Sophie: Since I come from a really big and rich city, I feel like life in Bratislava is very different. It is not in a fast pace and not very business-oriented like Hong Kong. 

  1. How do you evaluate BISLA as a school?

Dave: A very lovely environment. Everything from the friendly classmates, knowledgeable lecturers to the comfy interior design. I worried a lot about the very small school population before I came here, because I am used to schools with around one thousand students, but I have realized that it is one of the reasons why this place is so fun. It allows students to form a closer bond and that is very lovely.

Sophie: BISLA is a really nice school. The relationship between students is close and the teachers are friendly. The courses offered are also interesting.

  1. What are similar characteristics of BISLA and your university? What is different?

Dave: I would say that Lingnan University and BISLA are as radically different as they can be. From my experience in learning at the business faculty. It is mostly one-sided lectures given by the lecturer. Surely there are students that would ask for clarification but it is really rare to see students actually contributing to the class. Here, interactions are really encouraged and I am expected to speak, ask questions rather than being quiet and take notes. Also, students actually hang out on campus here in BISLA while at Lingnan university, socializing mostly takes place in the dormitory.

Sophie: Both schools are liberal arts schools. But my university does not only focus on social sciences.

  1. What was the biggest culture shock for you?

Dave: One of the bigger culture shocks is that, it is odd to eat pasta with every meal because I can eat rice with every meal. For the long time, I have thought that rice to people from Hong Kong is equivalent to pasta for the Europeans. Unbelievable! Actually, my biggest cultural shock is the way romantic relationships are handled here. The sheer number of romantic relationships that some of my Spanish, French friends have had is simply mind-blowing for me. Some of them have had an experience so early, that I had to do a quick Google check, to see if that is even legal. Unbelievable!

Sophie: The fact that Europeans do not eat peanut butter. Since I am a peanut butter lover, I was so surprised that it is difficult to find it here.

  1. How do you fell about the current situation in Hong Kong?

Dave: I feel like it is hard for foreigners to really understand the nuances of the movement and sometimes it can be quite frustrating to explain to them what the movement is all about. Let’s take the element of violence as an example, the protests in Hong Kong are now mostly violent. Hong Kong people never shy away from admitting that we perceive violence as a tool to fight for what we want, the five demands. On the contrary, it is the pro-china, pro-government media that separates the violent rioters and the peaceful protesters in an attempt to marginalize and demonize the violent protesters while in reality, the peaceful protesters support most of the violence because we know that they are the most crucial power that this movement has. Without the violence and the demonized violent protestors, this movement would have been a failure at the very beginning. It is really awkward to explain this, because most foreigners’ understanding of the philosophy and the tactics of the protesters are very shallow, and frankly they might be supporting Hong Kong for the wrong reason.

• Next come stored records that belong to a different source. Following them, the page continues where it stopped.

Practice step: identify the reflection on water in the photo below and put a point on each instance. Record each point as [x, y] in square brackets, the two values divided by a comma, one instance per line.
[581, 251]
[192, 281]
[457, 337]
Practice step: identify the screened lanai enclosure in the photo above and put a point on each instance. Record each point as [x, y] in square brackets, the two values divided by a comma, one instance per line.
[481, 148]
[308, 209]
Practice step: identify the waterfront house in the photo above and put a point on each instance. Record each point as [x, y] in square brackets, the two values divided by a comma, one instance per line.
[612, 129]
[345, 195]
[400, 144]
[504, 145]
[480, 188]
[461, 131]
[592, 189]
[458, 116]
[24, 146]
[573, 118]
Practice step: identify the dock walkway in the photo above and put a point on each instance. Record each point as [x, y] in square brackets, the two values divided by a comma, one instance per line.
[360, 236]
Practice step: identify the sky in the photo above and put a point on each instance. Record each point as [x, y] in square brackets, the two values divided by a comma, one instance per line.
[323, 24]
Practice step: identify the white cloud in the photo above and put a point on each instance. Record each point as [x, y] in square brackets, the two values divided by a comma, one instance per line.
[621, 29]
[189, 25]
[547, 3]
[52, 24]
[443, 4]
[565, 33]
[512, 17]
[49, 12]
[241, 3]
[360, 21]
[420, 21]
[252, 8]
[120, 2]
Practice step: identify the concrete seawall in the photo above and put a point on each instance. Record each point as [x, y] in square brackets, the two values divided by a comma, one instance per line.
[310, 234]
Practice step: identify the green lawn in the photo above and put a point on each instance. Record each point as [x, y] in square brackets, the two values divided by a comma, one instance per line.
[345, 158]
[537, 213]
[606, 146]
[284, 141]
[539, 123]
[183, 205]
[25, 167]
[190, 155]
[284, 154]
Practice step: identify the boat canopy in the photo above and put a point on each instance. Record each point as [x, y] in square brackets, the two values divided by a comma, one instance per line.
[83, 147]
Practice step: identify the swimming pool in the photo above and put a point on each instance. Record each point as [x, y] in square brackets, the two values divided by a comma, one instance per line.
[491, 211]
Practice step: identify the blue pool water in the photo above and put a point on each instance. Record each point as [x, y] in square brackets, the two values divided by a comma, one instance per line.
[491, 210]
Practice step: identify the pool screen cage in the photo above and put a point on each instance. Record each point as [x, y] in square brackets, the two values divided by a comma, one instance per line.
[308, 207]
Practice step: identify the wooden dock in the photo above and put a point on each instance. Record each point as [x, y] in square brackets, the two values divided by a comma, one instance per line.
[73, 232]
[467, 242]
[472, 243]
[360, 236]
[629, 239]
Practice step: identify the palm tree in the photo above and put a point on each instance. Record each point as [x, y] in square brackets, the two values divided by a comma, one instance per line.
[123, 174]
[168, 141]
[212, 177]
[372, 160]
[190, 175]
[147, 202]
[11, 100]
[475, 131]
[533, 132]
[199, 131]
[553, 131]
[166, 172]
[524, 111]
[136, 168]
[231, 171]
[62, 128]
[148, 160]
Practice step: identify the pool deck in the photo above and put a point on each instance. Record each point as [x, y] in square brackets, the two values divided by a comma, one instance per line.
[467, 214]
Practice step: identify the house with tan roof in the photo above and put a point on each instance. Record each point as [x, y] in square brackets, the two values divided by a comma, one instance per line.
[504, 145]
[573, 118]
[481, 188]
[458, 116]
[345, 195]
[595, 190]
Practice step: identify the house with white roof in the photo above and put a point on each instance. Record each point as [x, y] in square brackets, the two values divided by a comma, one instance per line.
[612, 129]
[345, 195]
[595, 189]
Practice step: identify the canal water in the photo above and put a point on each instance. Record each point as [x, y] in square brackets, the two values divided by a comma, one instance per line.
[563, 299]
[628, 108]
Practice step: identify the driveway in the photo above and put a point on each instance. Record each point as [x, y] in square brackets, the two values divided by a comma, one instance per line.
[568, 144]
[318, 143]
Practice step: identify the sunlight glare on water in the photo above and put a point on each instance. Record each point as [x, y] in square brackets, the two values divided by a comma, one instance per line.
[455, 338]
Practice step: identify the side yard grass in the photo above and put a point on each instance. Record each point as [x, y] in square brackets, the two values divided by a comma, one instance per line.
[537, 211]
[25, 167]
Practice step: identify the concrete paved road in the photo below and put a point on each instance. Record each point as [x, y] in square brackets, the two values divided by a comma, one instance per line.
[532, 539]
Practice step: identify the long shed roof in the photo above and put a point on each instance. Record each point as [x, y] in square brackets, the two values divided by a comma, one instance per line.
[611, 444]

Sophie: I wish all the best to Hong Kong.

  1. Can you imagine spending your whole life in Hong Kong?

Dave: Yes. Despite the political uncertainty and many disadvantages of an insanely populated city, this is my home. The language, the food, the people, this is where I belong.

Sophie: Yes. Maybe I will live somewhere else for a short time, but I will definitely stay there for my whole life.

  1. What is your biggest dream in life?

Dave: For now, to see Hong Kong win.

Sophie: I haven't really thought about it. But be kind and hardworking is my motto.